We are excited to announce a recent publication by our group in Journal Name (ScienceDirect), titled “Distributed Fiber Optic Sensing for in‑well hydraulic fracture monitoring”. This study showcases the use of distributed fiber‑optic sensing (DFOS) technology to improve the real-time monitoring and characterization of hydraulic fractures within horizontal wells in unconventional reservoirs.
Highlights of the study include:
- Real-world deployment of fiber‑optic cables along the wellbore, enabling continuous, high‑resolution detection of temperature and strain.
- Real-time fracture mapping, allowing identification of fracture initiation points, propagation paths, and closure behavior during stimulation.
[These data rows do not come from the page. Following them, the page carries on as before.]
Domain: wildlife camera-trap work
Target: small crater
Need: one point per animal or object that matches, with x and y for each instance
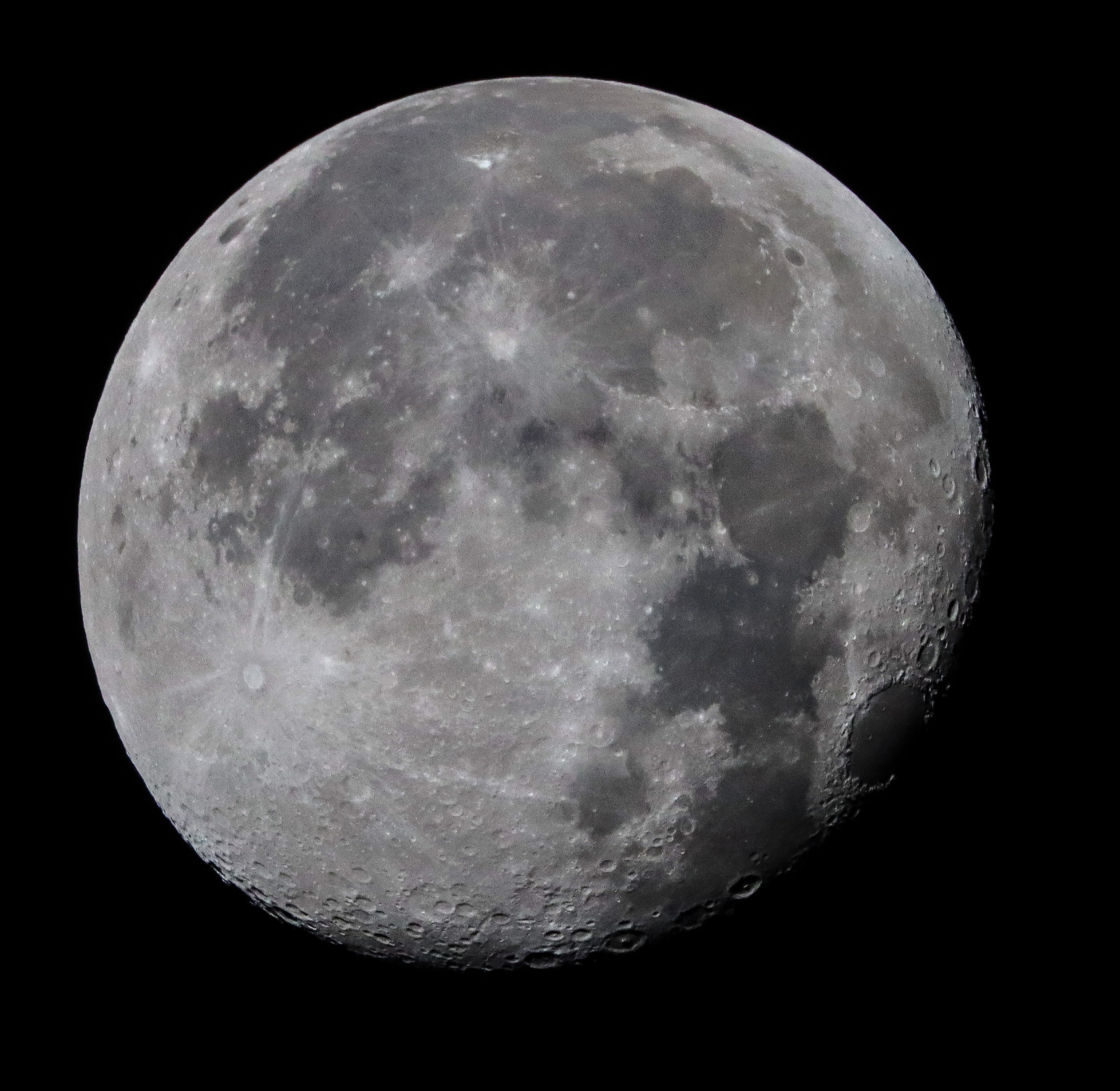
(236, 229)
(694, 917)
(624, 940)
(744, 887)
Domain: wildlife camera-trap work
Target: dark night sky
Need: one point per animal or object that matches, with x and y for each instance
(925, 893)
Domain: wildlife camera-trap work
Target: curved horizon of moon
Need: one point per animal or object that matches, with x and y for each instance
(525, 518)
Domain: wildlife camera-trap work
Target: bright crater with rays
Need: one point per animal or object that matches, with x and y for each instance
(525, 518)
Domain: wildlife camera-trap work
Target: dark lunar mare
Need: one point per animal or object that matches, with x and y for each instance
(593, 314)
(623, 241)
(730, 636)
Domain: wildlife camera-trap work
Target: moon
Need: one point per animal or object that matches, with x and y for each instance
(526, 518)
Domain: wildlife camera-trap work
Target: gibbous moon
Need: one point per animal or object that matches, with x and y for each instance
(527, 516)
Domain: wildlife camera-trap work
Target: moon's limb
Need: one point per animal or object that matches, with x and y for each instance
(503, 509)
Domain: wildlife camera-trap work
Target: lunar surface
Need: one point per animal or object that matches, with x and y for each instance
(525, 518)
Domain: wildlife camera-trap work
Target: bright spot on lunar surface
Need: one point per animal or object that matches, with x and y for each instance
(526, 517)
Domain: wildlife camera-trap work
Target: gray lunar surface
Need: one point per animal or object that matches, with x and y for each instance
(525, 518)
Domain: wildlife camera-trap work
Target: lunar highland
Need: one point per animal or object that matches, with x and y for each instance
(525, 518)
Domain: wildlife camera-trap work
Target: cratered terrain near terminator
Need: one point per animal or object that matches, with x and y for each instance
(525, 518)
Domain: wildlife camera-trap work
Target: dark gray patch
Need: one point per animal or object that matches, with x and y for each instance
(545, 504)
(236, 229)
(335, 548)
(126, 622)
(872, 323)
(730, 636)
(225, 439)
(647, 481)
(882, 732)
(229, 535)
(165, 503)
(699, 138)
(783, 498)
(608, 795)
(624, 941)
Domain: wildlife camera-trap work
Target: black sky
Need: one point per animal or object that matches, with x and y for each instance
(925, 894)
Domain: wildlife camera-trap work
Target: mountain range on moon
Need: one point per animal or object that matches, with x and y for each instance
(527, 517)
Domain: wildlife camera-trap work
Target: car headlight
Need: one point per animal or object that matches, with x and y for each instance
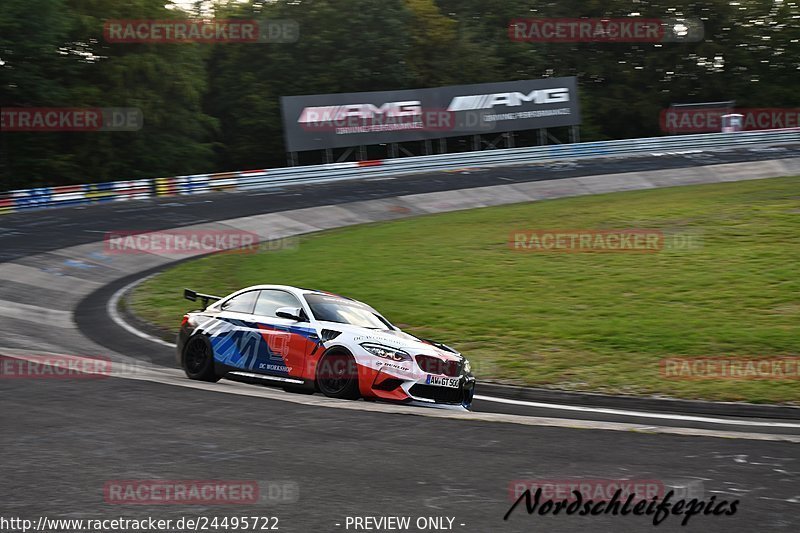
(386, 352)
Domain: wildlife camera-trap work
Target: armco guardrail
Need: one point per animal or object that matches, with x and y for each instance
(266, 178)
- Enhanced reservoir insight, including fracture height growth, fracture footprint, and completion effectiveness—crucial for optimizing well performance and reducing environmental impact.
- Validation with conventional methods, showing that DFOS complements or surpasses standard microseismic and pressure-based monitoring for comprehensive fracture assessment.
By integrating DFOS into field operations, this work advances our ability to monitor subsurface processes live and at scale. It demonstrates how emerging sensing technologies—led by researchers including Zhichao Zhang and Professor Kenichi Soga—can transform hydraulic fracturing design, reduce uncertainty, and support safer, more efficient energy extraction.